Although it helps to have watched the episode of The Simpsons on which this play is based, it is certainly not necessary in order to enjoy the University Drama Department’s production of “Mr. Burns, a Post-Electric Play”, which premiered November 10 at the Ruth Caplin Theatre. This dark comedy explores the lasting legacy of pop culture in a post-apocalyptic world and the importance of storytelling as a ritualistic tool in order to ensure the survival of a sense of humanity.
Featuring a small but engaging cast, the first act of the play introduces the audience to a group of survivors of an unknown global catastrophe that is implied to be nuclear in origin. In between dismal discussion of lost family members and friends and fear of the unknown, the group lightens the mood with an animated re-telling of “Cape Feare,” an episode of The Simpsons that originally aired in 1993.
Ironically, the segment being retold from memory by the group is based on the 1991 Martin Scorsese film “Cape Fear,” which was itself a remake of a 1962 film that starred Robert Mitchum. With this knowledge in mind, “Mr. Burns, a Post-Electric Play” takes on an unsettling layered quality that is compounded by the desperation of the group to hold fast to cultural memories in an unrecognizable world.

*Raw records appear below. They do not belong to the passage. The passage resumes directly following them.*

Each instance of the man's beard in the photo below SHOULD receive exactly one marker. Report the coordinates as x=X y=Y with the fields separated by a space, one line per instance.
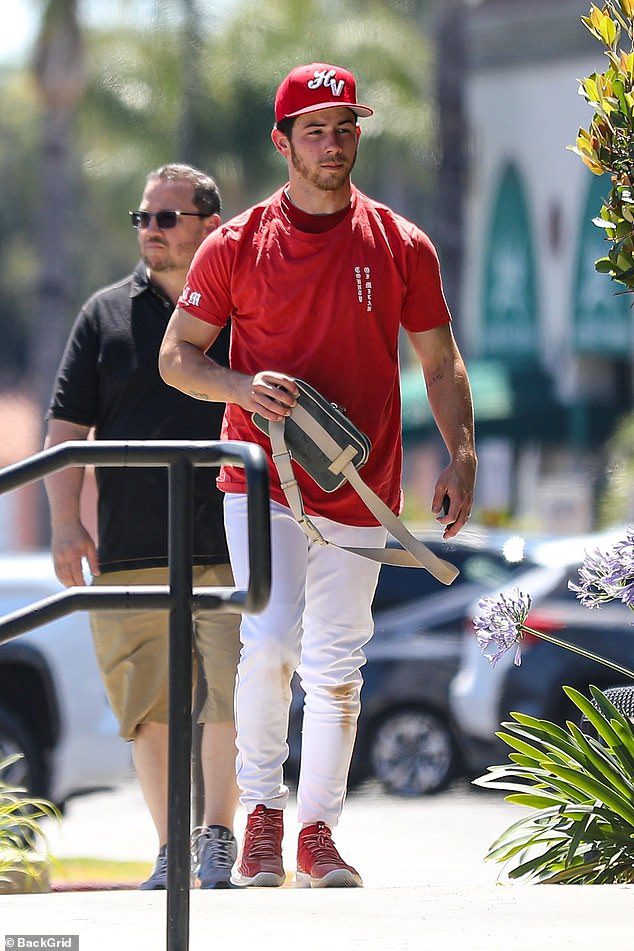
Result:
x=331 y=183
x=158 y=259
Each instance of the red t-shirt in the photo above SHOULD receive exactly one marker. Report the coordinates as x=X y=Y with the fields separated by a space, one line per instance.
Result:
x=326 y=308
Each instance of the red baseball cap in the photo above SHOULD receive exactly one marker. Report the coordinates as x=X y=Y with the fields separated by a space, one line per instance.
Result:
x=317 y=86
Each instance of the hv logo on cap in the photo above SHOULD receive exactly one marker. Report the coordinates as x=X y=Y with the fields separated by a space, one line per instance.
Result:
x=317 y=86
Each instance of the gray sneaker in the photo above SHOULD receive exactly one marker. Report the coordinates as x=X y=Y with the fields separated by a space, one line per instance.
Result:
x=215 y=850
x=158 y=878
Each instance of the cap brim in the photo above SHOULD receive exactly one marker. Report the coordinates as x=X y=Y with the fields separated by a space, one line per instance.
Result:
x=357 y=108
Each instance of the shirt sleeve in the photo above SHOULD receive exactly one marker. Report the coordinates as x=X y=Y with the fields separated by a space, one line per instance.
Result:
x=424 y=306
x=207 y=290
x=75 y=396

Although the first act can seem disjointed in terms of the dialogue of the characters, which tells and retells excerpts from the Simpsons episode in an interrupted, not-always-chronologically-accurate fashion, the cast members generally handle the task with ease.

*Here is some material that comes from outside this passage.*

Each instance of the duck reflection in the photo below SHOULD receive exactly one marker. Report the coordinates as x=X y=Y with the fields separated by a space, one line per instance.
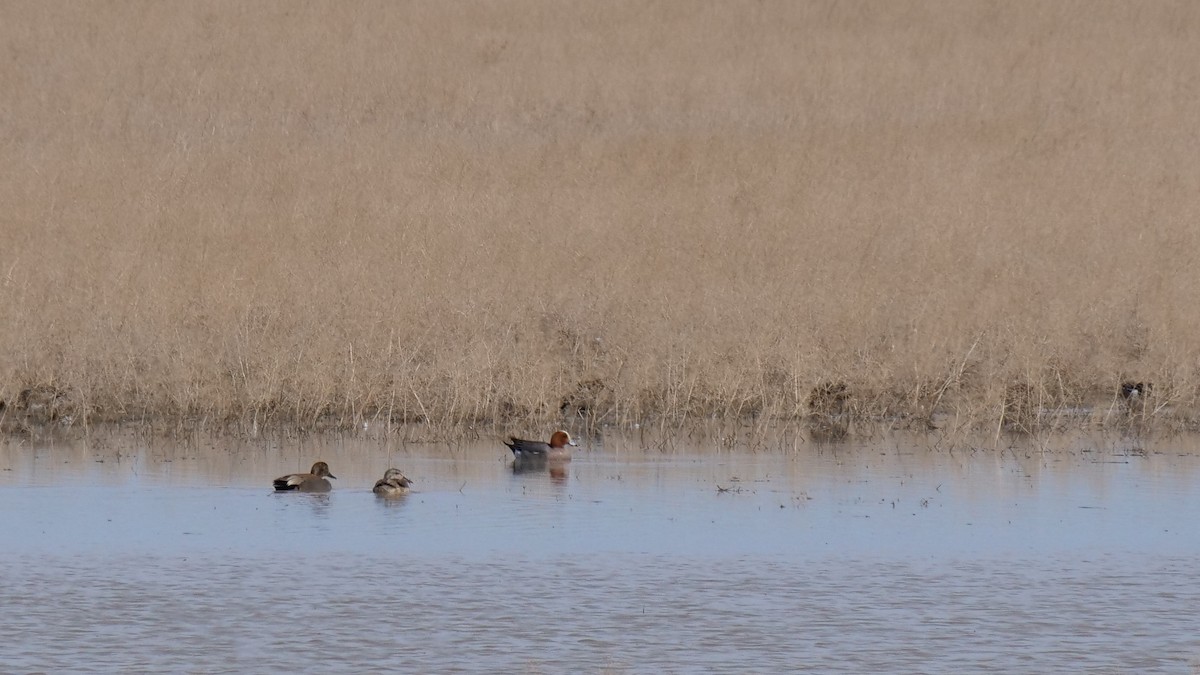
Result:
x=541 y=465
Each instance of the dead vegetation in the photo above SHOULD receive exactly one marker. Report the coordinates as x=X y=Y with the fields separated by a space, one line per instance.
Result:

In the second act, the audience is transported seven years later to a group that has evolved in both the intensity and the production quality of their retellings. Now, the same characters make a living off live recreation of episodes of The Simpsons and buy lines from outside sources to be pieced together when their memory of the original plot fails them. These productions even include commercials that feature musical numbers cobbled together from pop songs of the ‘90s and early 2000’s, which the cast performs with thrilling energy.
The bizarre sense of order and structure portrayed by the new oral story culture is juxtaposed with the overall lawlessness and danger of society evident seven years after the apocalypse in this act, culminating in an unexpected shoot-out by the main cast and an unseen enemy.
With the third act of the play, the cast of “Mr. Burns” takes their production of The Simpsons episodes to new heights. In an all-musical extravaganza, seventy-five years after the apocalypse, the characters find themselves telling a far older, more primal story that brings the play full circle by weaving in fragments of the earlier “Cape Feare” episode as well as snatches of dialogue taken from conversations in the first act.
More than anything, the final act represents the culmination of the creation of a “good versus evil” narrative that serves to sustain the members of this post-apocalyptic community. Beyond the content itself, the act of performing a musical ceremony is essential to the survival of society’s sense of cultural history in this masterful production of “Mr. Burns, a Post-Electric Play”.